Dhitang is the rubric under which all activities of Kala Bharati that relate to “Dance and the child” are carried out.
Interest in children’s work started to grow almost from the foundation of Kala Bharati. The principal objective of the Kala Bharati dance school was to teach Bharata Natya, but since it also served as a vehicle for learning about Indian culture, many parents of the Indian community started to bring their children to the school even as early as at three years of age. This obliged the teachers to develop special activities for children, based on stories from Indian epics and folk tales. Examples of culture oriented activities included greetings and ritualized salutations and observations of special days dedicated to various gods and goddesses through narration of some of their well known activities. Some activities were designed, which were judged to be useful in developing faculties that could help in learning some of the Bharata Natya movements at a later age. Examples of such activities included developing the sense of rhythm through games involving clapping and moving to cyclical beats, and developing spatial awareness through movements forming defined patterns. It was decided very early that training in proper Bharata Natya would not start before the age of 7 years. This was decided in consideration of the heavy physical requirements for doing some of the movements. It was also done in consultation with Guru U.S. Krishna Rao of Bangalore, dance guru of Kala Bharati founder Mamata Niyogi Nakra, and patron Guru of Kala Bharati.

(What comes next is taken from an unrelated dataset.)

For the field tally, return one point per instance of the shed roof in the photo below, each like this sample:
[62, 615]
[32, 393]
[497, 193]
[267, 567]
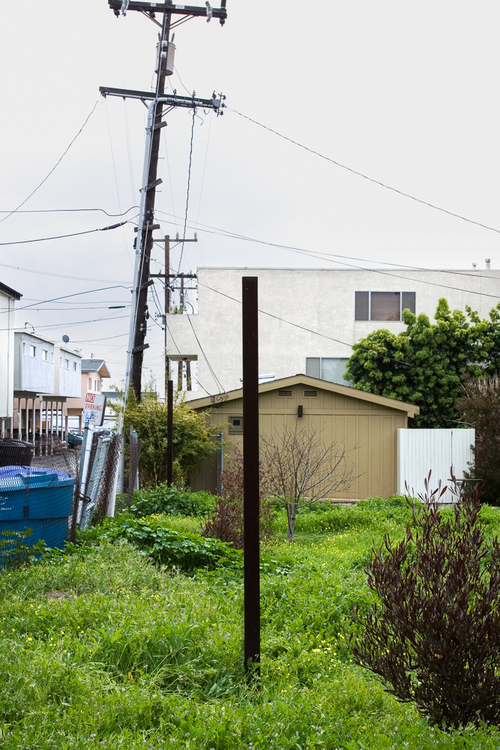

Over the years these early activities became a regular part of the training at the school for the group called KINIKINI (3 to 6 years). As the students crossed into the above 7 groups (ADI, 7-9, MUKULA, 10-12), basic movements were introduced, simple at first, gradually increasing in complexity, taking into account the student’s physical and emotional development.
Based on the experience of teaching over twenty years, a book has been produced called “SHISHU_SADHANA – a child-friendly Bharata Natya repertoire” by Dr. Mamata Niyogi-Nakra. The book contains a DVD showing the choreographies of all the items of a classic Bharata Natya repertoire, conceived for children. The book describes the process of conception and production and the thinking that went into it.
Beside the teaching and practice of child-friendly pieces of the dance form, research was carried out to study the value of dance in child development that has resulted in the publication of the book “PLACE FOR DANCE IN WHOLE-CHILD EDUCATION” BY Dr. Harbans Nakra.